PORTEURS DE LÉSIONS FRONTALES

2.1. La sociopathie acquise

2.1.1. Présentation clinique

Les troubles comportementaux et affectifs consécutifs à des lésions des lobes frontaux forment un ensemble hétérogène d’une grande variété de symptômes. Habib (1998) rappelle que Blumer et Benson (1975) ont proposé de qualifier de « pseudo psychopathie » les comportements de ces patients faits de désinhibition, de tendances aux facéties, avec coloration sexuelle du discours et des comportements (sans passage à l’acte en général) ainsi qu’un certain égocentrisme avec mépris d’autrui. Chez l’homme, ces symptômes sont le fait de lésions du cortex orbito-frontal qui appartient aux composantes paralimbiques du système limbique et qui semble impliqué dans le contrôle des fonctions mentales apparentées au concept d’émotion dans son sens le plus large. Selon Rolls (1996), la caractéristique du cortex orbito-frontal serait de pouvoir signaler si une récompense attendue a été ou non obtenue, permettant donc probablement de modifier le comportement lorsqu’une réponse faite préalablement devant un stimulus comparable devient inappropriée.

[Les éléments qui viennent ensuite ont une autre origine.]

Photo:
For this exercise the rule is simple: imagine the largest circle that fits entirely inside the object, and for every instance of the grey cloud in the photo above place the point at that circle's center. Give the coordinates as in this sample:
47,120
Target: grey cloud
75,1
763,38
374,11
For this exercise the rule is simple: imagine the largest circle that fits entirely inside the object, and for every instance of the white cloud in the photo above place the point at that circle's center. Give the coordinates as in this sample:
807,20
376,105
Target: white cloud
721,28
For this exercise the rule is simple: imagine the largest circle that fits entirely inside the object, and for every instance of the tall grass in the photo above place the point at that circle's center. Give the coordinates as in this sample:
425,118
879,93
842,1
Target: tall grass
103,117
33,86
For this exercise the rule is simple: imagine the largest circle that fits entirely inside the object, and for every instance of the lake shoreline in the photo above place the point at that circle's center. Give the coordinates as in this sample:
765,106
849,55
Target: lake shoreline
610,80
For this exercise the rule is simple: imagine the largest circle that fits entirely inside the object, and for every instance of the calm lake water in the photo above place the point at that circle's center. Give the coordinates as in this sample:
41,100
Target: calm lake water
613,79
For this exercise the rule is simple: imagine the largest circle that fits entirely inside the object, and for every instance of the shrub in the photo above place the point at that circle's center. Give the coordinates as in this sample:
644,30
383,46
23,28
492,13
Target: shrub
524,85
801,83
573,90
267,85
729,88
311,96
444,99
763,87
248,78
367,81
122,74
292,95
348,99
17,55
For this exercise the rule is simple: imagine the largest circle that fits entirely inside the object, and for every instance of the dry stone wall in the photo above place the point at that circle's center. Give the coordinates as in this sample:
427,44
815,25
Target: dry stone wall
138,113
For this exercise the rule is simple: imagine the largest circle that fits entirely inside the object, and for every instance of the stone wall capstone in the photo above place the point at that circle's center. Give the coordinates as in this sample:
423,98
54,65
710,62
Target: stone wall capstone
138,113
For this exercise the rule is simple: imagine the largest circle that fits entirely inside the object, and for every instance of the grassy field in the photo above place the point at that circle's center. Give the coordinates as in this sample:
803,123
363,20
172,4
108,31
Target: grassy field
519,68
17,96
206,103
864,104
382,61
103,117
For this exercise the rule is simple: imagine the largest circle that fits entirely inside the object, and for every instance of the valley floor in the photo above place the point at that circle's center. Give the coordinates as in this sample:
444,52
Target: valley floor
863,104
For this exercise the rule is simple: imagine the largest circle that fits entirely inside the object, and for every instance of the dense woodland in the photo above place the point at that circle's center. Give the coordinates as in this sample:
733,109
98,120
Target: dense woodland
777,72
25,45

La littérature nous a fourni quelques observations spectaculaires dont le très célèbre cas Phinéas Gage, faisant ainsi état d’une modification de la personnalité après une atteinte frontale (Stuss et al., 1992). De plus, cette illustration permettait de souligner la présence d’une dissociation franche au sein du syndrome frontal entre cognition et personnalité (Le Gall et Forgeau, 1997). Il en va de même pour EVR dont l’observation décrite par Eslinger et Damasio (1985) relate elle aussi l’apparition de comportements pathologiques consécutifs à des lésions frontales, contrastant par ailleurs avec des résultats normaux aux tests neuropsychologiques. En effet, opéré d’un méningiome frontal ventro-médian, EVR se mit à multiplier les échecs dans son travail et les infortunes dans sa vie conjugale en dépit de performances normales dans la très grande majorité des épreuves à visée frontale, y compris pour les estimations cognitives. Et bien qu’EVR ne présente aucune anomalie dans des épreuves mettant en jeu les conventions sociales ou les valeurs morales, il se montre incapable d’utiliser de façon adéquate son « savoir social » dans la vie quotidienne (Saver et Damasio, 1991).

La première observation illustre bien la notion de sociopathie acquise étant donnée l’existence d’une modification profonde de la personnalité antérieure portant principalement sur deux points :

- l’incompétence dans les interactions sociales,

- le caractère versatile et capricieux des décisions prises.

Quant à EVR, l’accent est mis sur le contraste entre un jugement intellectuel adéquat et l’inaptitude à l’appliquer dans la vie quotidienne.

La description de tels profils « atypiques » avec dissociations cognitivo-comportementales a replongé les chercheurs au cœur même de la clinique qui avait été quelque peu délaissée au profit d’une ère essentiellement cognitivo-computationnelle dans les années 1970 à 1990.

Damasio insiste sur l’impossibilité d’EVR à adapter son comportement en situation de choix. Il développe alors sa théorie des marqueurs somatiques pour analyser ce trouble de prise de décision.

2.1.2. Interprétation des troubles comportementaux des patients avec lésions ventro- médianes par la théorie des marqueurs somatiques

La théorie des marqueurs somatiques a été proposée par Damasio en 1995 après observation de patients atteints de lésions préfrontales ventro-médiales (Eslinger et Damasio, 1985; Damasio et al., 1991; Eslinger et al., 1992).

L’auteur signale, chez ces patients, une dissociation entre des capacités cognitives intactes et un trouble de la prise de décision dans les domaines personnel et social, conduisant ainsi à des choix impulsifs et erronés. Les patients présentent également des difficultés à exprimer des émotions et à éprouver des sentiments, ce qui a conduit Damasio à proposer le terme de sociopathie acquise, faisant ainsi référence aux critères de diagnostic des troubles sociopathiques donnés par le DSM III. Un des objectifs de l’auteur est de montrer que les déficits émotionnels et de raisonnement social de ces patients sont liés. L’idée princeps de la théorie des marqueurs somatiques repose sur le fait que la logique formelle ne permet pas, à elle seule, de nous conduire vers les solutions les plus avantageuses dans les situations complexes et incertaines, c’est à dire dans le domaine personnel et social.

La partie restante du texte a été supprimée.